Women’s basketball dominates Cal Poly in first triple-digit victory of the season

Senior guard Kiki Rice dribbles the ball. Rice paced the Bruins with 23 points in a season-high scoring night. (Leydi Cris Cobo Cordon/Daily Bruin senior staff)
Women’s basketball
| Cal Poly | 28 |
| No. 4 UCLA | 115 |
By Una O'Farrell
Dec. 16, 2025 9:29 p.m.
This post was updated Dec. 16 at 9:48 p.m.
The rotation had been complete enough for the Bruins to win.
But it still had not been fully complete.
That changed Tuesday night when freshman forward Sienna Betts made her collegiate debut in No. 4 UCLA women’s basketball’s (10-1, 1-0 Big Ten) 115-28 win over Cal Poly (2-8, 0-2 Big West) at Pauley Pavilion. While the younger Betts logged just five points in her first appearance as a Bruin, her arrival coincided with another dominant showing from senior center Lauren Betts, who carried a large brunt of the offensive load with 20 points and 10 rebounds – good for her third double-double of the season.
After sitting out the season’s first 10 games with a lower leg injury, the younger Betts scored her first collegiate point at the free throw line. Her first assist had come just moments earlier, when Sienna Betts fed her sister in the paint. The sequence offered a brief glimpse into the pairing coach Cori Close has waited months to put on the floor.
“I just feel super jolly. I was just so happy to be on the court with her,” Lauren Betts said. “She’s done a lot of work, and I know that this process hasn’t been easy, but just to have that moment with her, this is something that we’ve grown up just dreaming about.”

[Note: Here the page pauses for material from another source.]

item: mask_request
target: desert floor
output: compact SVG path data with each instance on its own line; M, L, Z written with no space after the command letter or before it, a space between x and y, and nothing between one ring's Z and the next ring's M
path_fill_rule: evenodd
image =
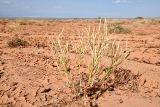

The Bruins dominated on all fronts against the Mustangs, closing the second quarter on a 27-0 run to balloon their lead to 60-16. Cal Poly went scoreless for the final 7:30 of the half as the Bruins forced six turnovers and limited the Mustangs to just a single 3-pointer in the second quarter.
And UCLA’s control only deepened after halftime. By the end of the third quarter, the Bruins had stretched the margin to 91-21, pushing the game into historic territory before the final frame began. UCLA’s largest margin of victory remains a 97-point win over UC San Diego in 1975, but Tuesday’s gap had already surpassed most modern-era results – marking the team’s highest in the NCAA era.
“What we talk about is playing that standard throughout the entire 40 minutes of the game, not letting up based on the score, really using each opportunity to get better,” Rice said. “This is our second-to-last non-conference game, so when we come back after break, we’re going to be starting a new season, and we want to use every opportunity to prepare ourselves and get better.”
The margin allowed UCLA to use its depth extensively. Five Bruins logged double digit scoring, headlined by senior guard Kiki Rice and Lauren Betts, who posted 23 and 20 points, respectively.
And the expanded rotation – including a season-high nine minutes from freshman guard Christina Karamouzi – never affected efficiency, as the Bruins maintained a 43.3% clip from beyond the arc after outscoring the Mustangs by over 15 points each quarter.
“We just really want to win together. I think we realized throughout the season that we play at our best and at our highest level when we share the ball,” Lauren Betts said. “Everyone’s done a really good job throughout the season making sure that they’re committed to doing what they need to do for this team.”
While Lauren Betts anchored the interior, the Mustang’s attention on guarding the 6-foot-7 center opened the floor for UCLA’s guards, and graduate student guard Gianna Kneepkens finished with 19 points, five assists and six steals while graduate student guard Charlisse Leger-Walker added seven assists and four steals of her own.

And Sienna Betts wasn’t the only true freshman to etch their mark on the scoreboard Tuesday night. Karamouzi also found herself behind the free throw line to score her first point as a Bruin.
Close’s squad limited the Mustangs to single-digit scoring across the second, third and fourth quarters – a defensive effort that led to an 87-point differential, the largest since a win against Oregon State in 1976.
“Somebody asked, ‘What is the standard?’ The standards are championship standards,” Close said. “Is this what you’re going to want to be like in March, in April? March is happening now. Do not deceive yourself, you cannot miss opportunities.”
The victory marked UCLA’s first triple-digit scoring record of the season. The Bruins will face one more opponent at home in Long Beach State before tackling the remainder of conference play.